Research questions for registries range from purely descriptive questions aimed at understanding the characteristics of people who develop the disease and how the disease generally progresses, to highly focused questions intended to support decision-making [1]. Research questions in registry-based studies are generally hypothesis generating (i.e. developing hypotheses after the data are collected and new knowledge is gained) or evidence building, rather than hypothesis testing. However, registries focused on determining clinical effectiveness, cost-effectiveness or risk assessment are commonly hypothesis driven [1][9][11]. Regardless of the nature of research questions (or hypotheses) it is crucial for a registry planner to define them because all further decisions (e.g. registry population, what data will be collected and analysed) and work in a registry development process are guided by research questions of interest. Proper formulation of a research question or hypothesis is not an easy task and should not be underestimated. An improperly defined, unfocused or underdeveloped research question or hypothesis can generate a risk for not getting the right results and accomplished objectives of a registry. Accordingly, it is highly recommended that a registry developer invests/spends required time to suitably develop a research question or hypothesis.

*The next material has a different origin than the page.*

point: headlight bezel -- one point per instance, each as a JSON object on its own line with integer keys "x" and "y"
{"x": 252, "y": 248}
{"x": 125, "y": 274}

(Research) ideas as a foundation for developing a research questions or hypotheses are typically gathered by literature review, critical appraisal of the published clinical information, brainstorming with colleagues, seeking experts’ opinions, and evaluating the expressed needs of the patients, health care providers [1][12]. The clinical questions of interest can also be defined by payers/sponsors of the registry. Thus, it is not uncommon that multiple questions are set as a result of the interests of different stakeholders. In that case a registry planner should be aware that a higher number of research questions can increase the complexity of a registry study design and subsequent collection of data and statistical analysis. Registry developers should therefore assess whether it is feasible to answer every question of interest.

When defining research questions or more specific research hypotheses it is important that they are accurate, understandable and focused enough for a specific registry. The clinical epidemiology literature offers various instructions on research questions and hypotheses, such as, for example, FINER [13] and PICOT [14] criteria for a good research question. An example of a research question and hypothesis for a registry is presented in Table 6.4.

Table 6.4 Example of a research question and hypothesis for registries
Idea/Interest/Purpose Research questions/hypotheses

Monitoring clinical effectiveness of hip implants

Hypothesis: In Europe, exchangeable neck hip stem implants have significantly higher revision rate than hip implants with un-exchangeable neck.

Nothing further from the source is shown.